Often referred to as Liverpool's unofficial national anthem, this rollicking song must be known to every Liverpudlian who recognizes the phrase "folk music" (a fragment of it was, after all, recorded by the Beatles). Those familiar with the song maintain adamantly that there exist a number of obscene verses which serve to fill out the missing episodes of the tale; unfortunately, none of them actually know these apochryphal lyrics. The piece is much rarer in print than in oral tradition. Hugill expresses surprise that it is not mentioned by other collectors, but redresses the imbalance somewhat by including several sets himself.
Come gather round, you sailor lads, and listen to my plea,
And when you've heard my tale you'll pity me,
I was a bloody fool in the port of Liverpool,
The first time that I came home from sea.
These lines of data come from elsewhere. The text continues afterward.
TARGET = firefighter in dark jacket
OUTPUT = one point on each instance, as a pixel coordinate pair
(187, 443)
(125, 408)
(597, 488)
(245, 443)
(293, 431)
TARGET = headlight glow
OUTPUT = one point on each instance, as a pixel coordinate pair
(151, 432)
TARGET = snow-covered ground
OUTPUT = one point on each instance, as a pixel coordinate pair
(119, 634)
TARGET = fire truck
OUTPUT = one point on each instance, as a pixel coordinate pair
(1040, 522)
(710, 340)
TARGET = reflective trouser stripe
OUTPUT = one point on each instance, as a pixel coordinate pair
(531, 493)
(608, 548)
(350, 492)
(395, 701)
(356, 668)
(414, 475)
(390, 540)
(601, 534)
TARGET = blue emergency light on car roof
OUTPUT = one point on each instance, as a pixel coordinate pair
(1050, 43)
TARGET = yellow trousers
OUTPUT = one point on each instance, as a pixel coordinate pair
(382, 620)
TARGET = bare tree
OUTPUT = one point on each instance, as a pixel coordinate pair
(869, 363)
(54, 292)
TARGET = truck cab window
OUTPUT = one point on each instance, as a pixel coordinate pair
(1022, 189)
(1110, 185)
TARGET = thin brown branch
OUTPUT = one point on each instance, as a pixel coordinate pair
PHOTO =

We was paid off at the Home, from the port of Sierra Leone,
And three pounds ten a week, it was my pay,
With a pocket full of tin, I was very soon taken in
By a girl with the name of Maggie May.
Oh Maggie, Maggie May, they have taken her away,
To walk upon Van Diemen's cruel shore,
She robbed so many sailors, and dosed so many whalers,
And she'll never roam down Lime Street any more.
Oh, well do I remember when I first met Maggie May,
She was cruising up and down old Canning Place,
With a figure so divine, like a frigate of the line,
And me, being a sailor, I gave chase.
Next morning I awoke, I was flat and stony broke,
No jacket, trousers, waistcoat could I find,
When I asked her where they were, she said: My very dear sir,
They're down in Kelly's Pawnshop, Number Nine.
To the pawnshop I did go, but no clothes there could I find,
And the police came and took that girl away,
And the judge he guilty found her of robbing a homeward-bounder,
And he paid her passage back to Botany Bay.